Cholangitis is an infection of the biliary system, complicating benign and malignant obstruction of the biliary tract. The clinical presentation is quite variable depending on the nature of the illness, patient age, and condition of the patient. Charcot triad (ie, fever, right upper quadrant pain, jaundice) occurs in only 20-70% of cases. Hypotension and mental status changes also may accompany severe infection, a pentad described by Reynolds in 1959.  The organisms typically identified are enteric in origin, notably Escherichia coli, Streptococcus faecalis, Clostridium species, Klebsiella species, Enterobacter species, Pseudomonas species, and Proteus species. They probably enter the biliary system via portal bacteremia. No correlation exists between the severity of clinical manifestations and the presence or absence of pus in the biliary system; however, suppurative cholangitis is associated with a higher mortality rate.
Recurrent pyogenic cholangitis
Recurrent pyogenic cholangitis, also known as "oriental cholangiohepatitis," is prevalent in several parts of Asia and the Pacific Rim countries.
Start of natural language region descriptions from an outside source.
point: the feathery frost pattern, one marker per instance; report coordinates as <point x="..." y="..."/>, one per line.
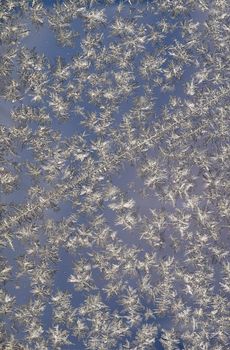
<point x="114" y="175"/>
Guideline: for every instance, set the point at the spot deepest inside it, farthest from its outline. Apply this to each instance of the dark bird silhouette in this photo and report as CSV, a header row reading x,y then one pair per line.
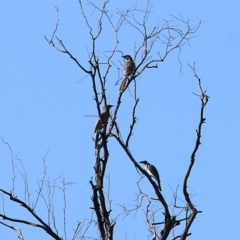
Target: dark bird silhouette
x,y
103,119
152,172
128,70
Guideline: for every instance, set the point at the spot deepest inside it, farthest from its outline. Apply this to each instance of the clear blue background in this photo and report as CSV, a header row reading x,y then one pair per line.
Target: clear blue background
x,y
45,99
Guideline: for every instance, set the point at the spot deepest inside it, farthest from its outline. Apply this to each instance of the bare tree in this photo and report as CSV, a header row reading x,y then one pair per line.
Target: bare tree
x,y
152,47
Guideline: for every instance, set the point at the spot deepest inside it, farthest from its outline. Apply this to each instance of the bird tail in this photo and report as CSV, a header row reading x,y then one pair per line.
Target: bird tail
x,y
123,84
159,185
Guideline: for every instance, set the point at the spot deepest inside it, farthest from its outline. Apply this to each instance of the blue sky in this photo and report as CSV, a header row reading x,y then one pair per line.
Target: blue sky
x,y
45,99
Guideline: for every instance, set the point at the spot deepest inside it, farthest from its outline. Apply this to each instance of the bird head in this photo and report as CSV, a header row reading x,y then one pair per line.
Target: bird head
x,y
144,162
108,107
127,57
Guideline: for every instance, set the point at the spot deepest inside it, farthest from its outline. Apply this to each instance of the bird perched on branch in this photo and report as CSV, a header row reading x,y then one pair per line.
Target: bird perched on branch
x,y
103,119
152,172
128,70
It is limited to Asian immigrants in America, occurs in the second to fourth decades of life, and is associated with a lower socioeconomic class. It is initiated by parasitic infestation of the biliary ducts by Opisthorchis sinensis (formerly Clonorchis sinensis), in which the adult fluke may impair bile flow. In the setting of bile stasis and secondary bacterial infection, pigment stones form around ova and sets the stage for the intermittent obstruction leading to recurrent pyogenic cholangitis. Pathologic changes principally affect the intrahepatic bile ducts (curiously, more often the left duct).
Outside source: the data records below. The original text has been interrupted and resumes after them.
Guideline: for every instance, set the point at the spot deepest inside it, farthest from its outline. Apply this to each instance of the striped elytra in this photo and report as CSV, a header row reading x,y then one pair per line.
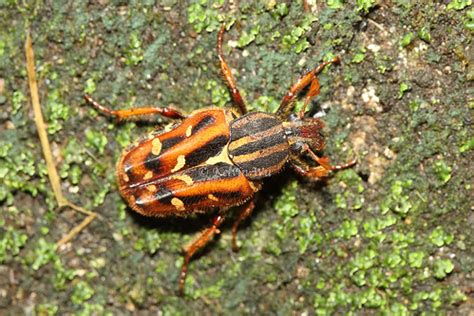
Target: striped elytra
x,y
258,145
184,170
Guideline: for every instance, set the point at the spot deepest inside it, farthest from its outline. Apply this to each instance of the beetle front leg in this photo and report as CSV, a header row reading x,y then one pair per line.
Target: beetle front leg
x,y
198,243
245,212
309,78
318,172
121,115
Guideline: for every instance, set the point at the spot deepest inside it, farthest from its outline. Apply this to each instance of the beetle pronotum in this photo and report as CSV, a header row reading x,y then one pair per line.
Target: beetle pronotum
x,y
217,158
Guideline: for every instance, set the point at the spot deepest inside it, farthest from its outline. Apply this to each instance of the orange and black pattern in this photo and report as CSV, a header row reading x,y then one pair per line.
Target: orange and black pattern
x,y
258,145
183,170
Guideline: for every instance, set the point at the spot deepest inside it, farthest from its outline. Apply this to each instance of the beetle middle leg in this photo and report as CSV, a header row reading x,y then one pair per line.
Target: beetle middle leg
x,y
309,78
121,115
226,72
244,212
198,243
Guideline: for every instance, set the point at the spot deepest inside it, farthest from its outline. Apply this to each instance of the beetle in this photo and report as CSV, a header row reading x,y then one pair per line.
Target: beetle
x,y
216,158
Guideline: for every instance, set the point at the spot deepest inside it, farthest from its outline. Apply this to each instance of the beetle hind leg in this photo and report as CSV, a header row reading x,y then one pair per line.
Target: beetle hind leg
x,y
287,103
245,212
198,243
226,72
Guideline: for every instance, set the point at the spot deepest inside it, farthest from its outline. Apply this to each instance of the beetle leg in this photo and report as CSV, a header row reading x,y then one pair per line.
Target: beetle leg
x,y
136,112
226,72
320,171
198,243
287,103
245,212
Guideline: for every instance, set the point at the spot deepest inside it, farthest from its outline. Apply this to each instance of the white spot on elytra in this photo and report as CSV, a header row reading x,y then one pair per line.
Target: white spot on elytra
x,y
181,161
178,204
156,146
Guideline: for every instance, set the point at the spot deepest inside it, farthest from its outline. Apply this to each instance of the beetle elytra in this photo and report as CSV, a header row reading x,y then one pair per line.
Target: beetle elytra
x,y
215,159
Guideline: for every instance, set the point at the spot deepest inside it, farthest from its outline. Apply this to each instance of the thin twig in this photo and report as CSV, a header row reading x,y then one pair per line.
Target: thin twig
x,y
43,136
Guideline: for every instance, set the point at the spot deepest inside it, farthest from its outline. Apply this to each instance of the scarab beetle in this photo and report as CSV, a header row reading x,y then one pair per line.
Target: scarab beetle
x,y
216,159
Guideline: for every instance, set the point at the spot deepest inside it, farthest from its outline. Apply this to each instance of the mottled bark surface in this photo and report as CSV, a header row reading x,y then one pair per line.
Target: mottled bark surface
x,y
392,234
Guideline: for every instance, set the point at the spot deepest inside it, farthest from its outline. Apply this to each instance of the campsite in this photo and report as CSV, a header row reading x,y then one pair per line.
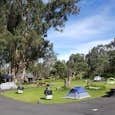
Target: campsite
x,y
35,94
57,57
Primary sclerosing cholangitis
PSC is a chronic cholestatic biliary disease characterized by nonsuppurative inflammation and fibrosis of the biliary ductal system. The cause is unknown but is associated with autoimmune inflammatory diseases, such as chronic ulcerative colitis and Crohn colitis (less commonly), and rare conditions, such as Riedel thyroiditis and retroperitoneal fibrosis. Most patients present with fatigue and pruritus and, occasionally, jaundice. The natural history is variable but involves progressive destruction of the bile ducts, leading to cirrhosis and liver failure. The clinical features of cholangitis (ie, fever, right upper quadrant pain, jaundice) are uncommon unless the biliary system has been instrumented.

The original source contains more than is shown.